Specifically, 33 percent believe housing prices will fall further; 38 percent believe they have already reached bottom. Few people anticipate a real estate turnaround in the near term. Most believe any increase in home valuation could be more than one year away.
Worse, more homeowners are lining up to create a self-fulfilling prophecy. According to Zillow research, more than 4 million owners are ready to put their homes on the market in the next six months. If they do, increasing surplus could drive prices lower.
"Our forecast remains largely unchanged: We're in for an L-shaped recovery that will likely keep annualized home value appreciation very low for the next three to five years," said Dr. Stan Humphries, chief economist at Zillow. "Given this sentiment, we're surprised so many homeowners believe their market has already bottomed."
As recently as last March, the Obama administration had reworked its troubled $75 billion plan to prevent foreclosures. The idea was to give people a three-to-six-month break on their mortgage payments until new jobs materialized. Unfortunately, jobs didn't materialize, at least not long-term private jobs. The rush to push forth any plan didn't work.
Rethinking Customer Communication Can Improve Outcomes.
The question more organizations need to be asking is how they can help consumers as opposed to helping themselves. Sure, in a robust economy, traditional marketing works because it's based largely on either innovation (creating need) or out positioning the competitor (more common). In a down economy, organizations that aren't innovating need to find other ways to add value.
After all, it doesn't do any good to have the best marketing proposition for a product no one is buying. And marketing needs to consider this in their communication. What specifically are they offering consumers? But more importantly, what is it that consumers need that they might offer?
This falls right in line with some of the best performing Web sites. The Wall Street Journal offers information on business and finances. Lower My Bills provides a place to compare long distance services. Federal Money Retriever provides government grant advice. Facebook offers a popular way to stay connected with friends and family. Google is the most popular search engine for helping people find information they are looking for. And the list goes on.
What does your company's Web site do? If you're like most organizations, your site is not designed to do anything for the consumer. It's designed to help your organization. If it has a blog, it's probably written to sell products or share company news. If it has a social media presence, it's probably designed to attract new friends and followers. Perhaps it includes promotions and coupons, as if discounts somehow add value to something that has no value.
A 5-Second Solution Using Home Improvement As An Example.

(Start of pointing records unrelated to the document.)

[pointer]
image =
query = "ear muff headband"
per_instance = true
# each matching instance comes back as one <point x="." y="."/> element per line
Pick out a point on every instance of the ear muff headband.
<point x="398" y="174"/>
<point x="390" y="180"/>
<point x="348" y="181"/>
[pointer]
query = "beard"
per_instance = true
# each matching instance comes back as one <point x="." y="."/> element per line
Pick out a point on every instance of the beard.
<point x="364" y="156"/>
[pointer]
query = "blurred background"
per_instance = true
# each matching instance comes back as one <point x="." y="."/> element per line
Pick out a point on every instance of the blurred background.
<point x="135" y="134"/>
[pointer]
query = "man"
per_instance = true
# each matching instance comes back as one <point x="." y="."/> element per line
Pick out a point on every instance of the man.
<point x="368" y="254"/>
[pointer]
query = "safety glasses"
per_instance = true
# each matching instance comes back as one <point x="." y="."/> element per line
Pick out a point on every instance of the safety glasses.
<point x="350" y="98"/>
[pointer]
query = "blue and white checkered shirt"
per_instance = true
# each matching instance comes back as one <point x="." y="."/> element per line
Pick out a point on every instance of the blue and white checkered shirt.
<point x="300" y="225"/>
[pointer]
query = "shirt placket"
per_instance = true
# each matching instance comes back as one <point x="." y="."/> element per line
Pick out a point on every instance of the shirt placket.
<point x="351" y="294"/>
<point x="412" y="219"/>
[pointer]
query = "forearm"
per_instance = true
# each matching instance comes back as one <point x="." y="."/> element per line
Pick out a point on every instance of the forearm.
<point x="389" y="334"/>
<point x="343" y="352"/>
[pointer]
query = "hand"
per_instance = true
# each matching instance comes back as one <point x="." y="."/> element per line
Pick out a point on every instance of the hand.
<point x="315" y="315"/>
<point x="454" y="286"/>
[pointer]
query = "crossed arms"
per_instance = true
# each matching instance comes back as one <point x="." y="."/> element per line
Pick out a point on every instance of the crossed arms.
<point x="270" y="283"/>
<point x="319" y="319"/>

Lowe's and Home Depot provide a great example. In the second quarter, Lowes posted an earnings increase of 9.6 percent. Home Depot rose 7 percent. Both have employed a business-as-usual marketing stance.
Home Depot will have a Labor Day sale with gas grills. Lowe's is asking people to imagine new appliances. Meanwhile, consumers are asking themselves whether they will be in the same home next year, negating the need for big home recreation items that won't move with them.
It's mostly the same on Facebook. Home Depot is telling people to do more (grill more, paint more, garden more). Lowe's was telling people to organize their life. Recently, however, Lowe's switched to "Back 2 Campus" ideas, except they aren't ideas as much as they are posts about one discounted product. The latter idea is close to being helpful, but falls short without a choice.
Imagine what might happen if Home Depot or Lowe's did more than justify cautious consumers are a reason for on par sales. If they did that, maybe they would focus on simple renovation projects that can lift homeowners' spirits or, even better, increase the resale value or home valuation of their homes.